Mas vamos ser profissionais e siga fazer uma crítica construtiva à série.
Se não quiserem spoilers, fiquem por aqui. Mas duvido que queiram ficar ;)


Sherlock


A série decorreu entre 2010 e 2017. É ligeiramente diferente das outras séries porque cada episódio tem 1h30 de duração - que eu papei a uma velocidade pouco recomendável, até porque quando dei por mim e já não havia mais Sherlock para ninguém *snif* - e todos foram pensados como se fosse um filme. Parece que os episódios quaaaase que não estão interligados, mas no final percebemos que estão e estão muito bem cosidos uns aos outros. Sherlock tem 4 temporadas e 13 episódios (3 temporadas com 3 episódios e 1 temporada com 4).
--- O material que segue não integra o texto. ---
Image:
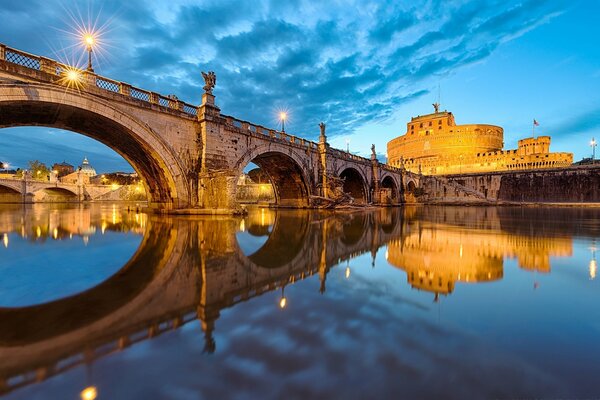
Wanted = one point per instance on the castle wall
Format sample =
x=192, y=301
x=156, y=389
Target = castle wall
x=573, y=184
x=435, y=145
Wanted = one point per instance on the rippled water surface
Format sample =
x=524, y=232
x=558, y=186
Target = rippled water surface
x=433, y=302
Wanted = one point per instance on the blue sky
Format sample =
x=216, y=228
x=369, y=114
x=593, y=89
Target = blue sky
x=363, y=67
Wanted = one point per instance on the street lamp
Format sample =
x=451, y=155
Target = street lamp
x=282, y=117
x=89, y=393
x=283, y=299
x=89, y=42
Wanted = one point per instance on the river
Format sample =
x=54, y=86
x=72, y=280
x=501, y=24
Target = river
x=107, y=302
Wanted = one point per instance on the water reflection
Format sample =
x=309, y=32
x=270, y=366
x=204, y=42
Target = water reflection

A história é baseada nos livros de Arthur Conan Doyle mas reinterpretada. As aventuras de Sherlock Holmes e o seu fiel companheiro Dr. John Watson acontecem em Londres dos tempos modernos, mas não se enganem, todos os episódios têm referências à obra original! É quase como uma caçada às pistas escondidas nos cenários e aos detalhes que as personagens vão dizendo. Tecnicamente, tudo está muito bem construído, bem montado e obriga a que o espectador esteja constantemente atento. Isto porque a dinâmica de acontecimentos é muito rápida, porque o Sherlock fala MUITO rápido e porque tudo parecem peças de puzzle que nos vão dando ao longo da narrativa e que, normalmente, se encaixam no final do episódio. Os atores foram escolhidos a dedo para o papel, especialmente os três principais (Benedict, Martin e Mark). I mean, produção e atores britânicos, né? Nunca falham.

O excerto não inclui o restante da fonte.